Despite its importance to science and to human life by allowing the study of the structure of materials at the atomic or molecular level and, from that knowledge, paving the way to the development of new drugs and more resistant materials , crystallography remains relatively unknown to the greater public, according to Hackert.

“When we talk to the non-science public about the tremendous discoveries made through crystallography over the course of the past 100 years, such as the structure of penicillin [by British chemist Dorothy Crowfoot Hodgkin], which allowed the synthesis and production of this natural antibiotic, they ask us what crystallography is,” he said.

“With the activities planned this year, we plan to contribute to increasing society’s general knowledge about the benefits and importance of crystallography,” he said.

Crystallography is also recognized as a field rich in Nobel prizes.

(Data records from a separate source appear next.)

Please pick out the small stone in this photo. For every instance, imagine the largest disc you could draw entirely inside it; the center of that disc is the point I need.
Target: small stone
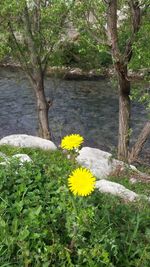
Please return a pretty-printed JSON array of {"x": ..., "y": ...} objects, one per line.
[
  {"x": 105, "y": 186},
  {"x": 23, "y": 140},
  {"x": 22, "y": 158}
]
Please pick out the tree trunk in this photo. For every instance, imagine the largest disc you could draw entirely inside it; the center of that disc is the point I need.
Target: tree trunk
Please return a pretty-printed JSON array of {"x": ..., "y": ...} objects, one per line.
[
  {"x": 145, "y": 133},
  {"x": 42, "y": 109},
  {"x": 124, "y": 118}
]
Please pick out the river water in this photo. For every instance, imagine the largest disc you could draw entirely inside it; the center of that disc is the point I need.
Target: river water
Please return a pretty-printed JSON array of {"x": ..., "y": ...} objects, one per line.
[{"x": 89, "y": 108}]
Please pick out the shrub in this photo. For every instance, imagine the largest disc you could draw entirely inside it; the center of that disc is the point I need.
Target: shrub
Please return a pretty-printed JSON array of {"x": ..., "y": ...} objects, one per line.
[{"x": 43, "y": 224}]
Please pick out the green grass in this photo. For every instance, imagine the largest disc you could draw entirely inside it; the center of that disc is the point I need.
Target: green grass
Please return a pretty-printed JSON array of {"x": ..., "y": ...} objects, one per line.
[{"x": 42, "y": 224}]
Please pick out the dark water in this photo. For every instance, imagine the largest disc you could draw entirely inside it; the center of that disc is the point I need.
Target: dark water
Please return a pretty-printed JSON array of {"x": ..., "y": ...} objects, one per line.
[{"x": 86, "y": 107}]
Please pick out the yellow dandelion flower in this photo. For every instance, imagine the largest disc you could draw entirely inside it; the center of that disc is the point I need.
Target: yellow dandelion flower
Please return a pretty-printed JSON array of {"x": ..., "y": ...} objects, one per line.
[
  {"x": 81, "y": 182},
  {"x": 72, "y": 141}
]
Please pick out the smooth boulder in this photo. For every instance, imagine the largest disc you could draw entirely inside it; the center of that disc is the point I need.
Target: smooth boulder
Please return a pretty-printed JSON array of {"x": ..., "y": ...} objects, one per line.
[
  {"x": 99, "y": 162},
  {"x": 116, "y": 189},
  {"x": 23, "y": 140}
]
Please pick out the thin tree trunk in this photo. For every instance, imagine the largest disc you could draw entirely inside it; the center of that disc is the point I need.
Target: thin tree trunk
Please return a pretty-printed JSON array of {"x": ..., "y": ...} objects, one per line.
[
  {"x": 145, "y": 133},
  {"x": 42, "y": 108},
  {"x": 124, "y": 119}
]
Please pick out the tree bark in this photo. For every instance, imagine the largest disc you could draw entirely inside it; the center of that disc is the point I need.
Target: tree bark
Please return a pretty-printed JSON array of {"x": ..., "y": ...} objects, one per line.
[
  {"x": 145, "y": 133},
  {"x": 124, "y": 116},
  {"x": 42, "y": 109}
]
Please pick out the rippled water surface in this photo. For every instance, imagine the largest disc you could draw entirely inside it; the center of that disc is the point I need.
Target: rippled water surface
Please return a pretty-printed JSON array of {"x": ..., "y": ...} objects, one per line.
[{"x": 86, "y": 107}]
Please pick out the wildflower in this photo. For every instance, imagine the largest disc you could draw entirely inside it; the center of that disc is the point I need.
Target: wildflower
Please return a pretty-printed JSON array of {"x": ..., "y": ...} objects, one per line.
[
  {"x": 71, "y": 142},
  {"x": 81, "y": 182}
]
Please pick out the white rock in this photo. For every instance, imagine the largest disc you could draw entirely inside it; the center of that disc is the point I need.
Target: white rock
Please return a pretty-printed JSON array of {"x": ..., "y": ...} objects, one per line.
[
  {"x": 23, "y": 140},
  {"x": 99, "y": 162},
  {"x": 105, "y": 186},
  {"x": 22, "y": 158}
]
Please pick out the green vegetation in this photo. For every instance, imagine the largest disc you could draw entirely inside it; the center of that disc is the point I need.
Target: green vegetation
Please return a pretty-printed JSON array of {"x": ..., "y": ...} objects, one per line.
[{"x": 43, "y": 224}]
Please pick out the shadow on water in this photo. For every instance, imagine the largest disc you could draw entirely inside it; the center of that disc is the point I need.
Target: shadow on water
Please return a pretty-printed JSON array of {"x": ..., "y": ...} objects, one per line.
[{"x": 86, "y": 107}]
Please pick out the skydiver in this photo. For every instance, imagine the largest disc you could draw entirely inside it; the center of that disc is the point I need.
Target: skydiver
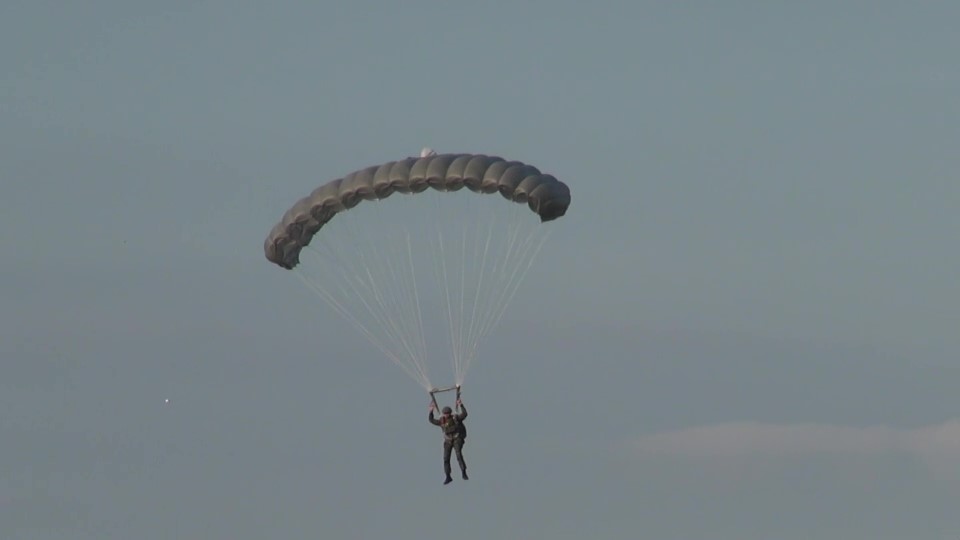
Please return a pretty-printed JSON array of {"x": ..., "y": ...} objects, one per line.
[{"x": 454, "y": 435}]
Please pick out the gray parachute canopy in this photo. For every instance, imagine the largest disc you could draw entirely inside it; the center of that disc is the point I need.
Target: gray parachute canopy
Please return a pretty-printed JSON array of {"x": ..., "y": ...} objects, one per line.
[{"x": 515, "y": 181}]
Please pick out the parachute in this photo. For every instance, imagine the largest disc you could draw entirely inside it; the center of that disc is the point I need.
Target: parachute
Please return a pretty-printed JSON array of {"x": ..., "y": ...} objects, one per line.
[{"x": 373, "y": 263}]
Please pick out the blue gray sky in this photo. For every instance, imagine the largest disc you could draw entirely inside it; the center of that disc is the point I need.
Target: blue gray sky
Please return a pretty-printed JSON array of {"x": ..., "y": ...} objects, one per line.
[{"x": 744, "y": 328}]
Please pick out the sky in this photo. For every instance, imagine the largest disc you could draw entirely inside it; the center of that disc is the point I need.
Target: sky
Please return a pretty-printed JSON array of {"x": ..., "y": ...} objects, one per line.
[{"x": 745, "y": 327}]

It is estimated that the research of 45 prize winners in recent decades in the fields of physiology, biology, chemistry and physics is related to crystallography.

In 2009, Israeli chemist Ada Yonath shared the Nobel Prize in Chemistry with colleagues Venkatraman Ramakrishnan and Thomas Steitz for identifying the structure of the ribosome and the way antibiotics work to interrupt ribosome function.

“Crystallography involves multidisciplinary problems. Therefore, it attracts researchers from a variety of fields such as chemistry and physics who try to work together to find answers to the problems we face,” said Yonath, who also attended the meeting in Campinas.